I've written a web app that relies on knowing the hostname of the server it is running on. The web app contains code that issues the hostname command on the container host. Using Docker, I accomplished this by adding hostname: "{{.Node.Hostname}}"
Full Compose file:
version: '3.7'
services:
ui-api:
image: pm-interface-dev:latest
ports:
- "40781:40781"
hostname: "{{.Node.Hostname}}"
restart: always
networks:
pm-network:
aliases:
- pm_interface
networks:
pm-network:
name: pm-network
driver: overlay
attachable: true
This works perfectly for Docker. We are transitioning off of CentOS and on to RHEL 8, so I'm trying to figure out how to do the same thing with podman run
, but I'm not succeeding. I've tried adding the following flags to the podman run
command with no luck: --hostname "{{.Node.Hostname}}"
, --hostname {{.Node.Hostname}}
, and --hostname={{.Node.Hostname}}
. But all these do is set the hostname to {{.Node.Hostname}}
in the container.
I've also tried specifying the network using --network=shared_network
where "shared_network" is a network I defined. But this has not helped either.
So my question is this. Is there a way to duplicate what Docker does with hostname: "{{.Node.Hostname}}"
using podman run
? My run command is: podman run -d -p 40781:40781 --name pm-interface --env-host pm-interface-dev:latest
. And I need to mention these are rootful containers.
I was unaware you can use Go templates in Docker but uncovered create services using templates.
Docker is written in Go and so I suspect it's using os.Hostname()

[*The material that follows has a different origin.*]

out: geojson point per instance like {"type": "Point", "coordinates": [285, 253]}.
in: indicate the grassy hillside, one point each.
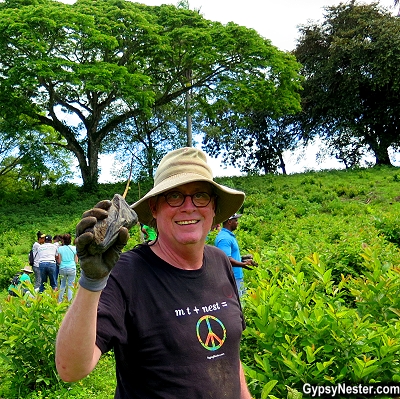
{"type": "Point", "coordinates": [330, 212]}
{"type": "Point", "coordinates": [322, 303]}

(using OS-specific kernel|system calls) to acquire the hostname. On Linux (RHEL), you can hostname
or cat /etc/hostname
to obtain this value.
Podman does not support using Go templates directly (though you could pre-process) but it does support the --hostname
flag. So, equivalently you could podman run ... --hostname=$(hostname)
.
If you're using podman-compose
(!?), I think you won't get the pre-processing that applies the template so you would need to find a way to do this.
Using --hostname
is intended to set a specific hostname for the container and is not a specific reference to the container's host. Podman creates a unique hostname for the container. It is probably an anti-pattern that your app requires the container host's hostname.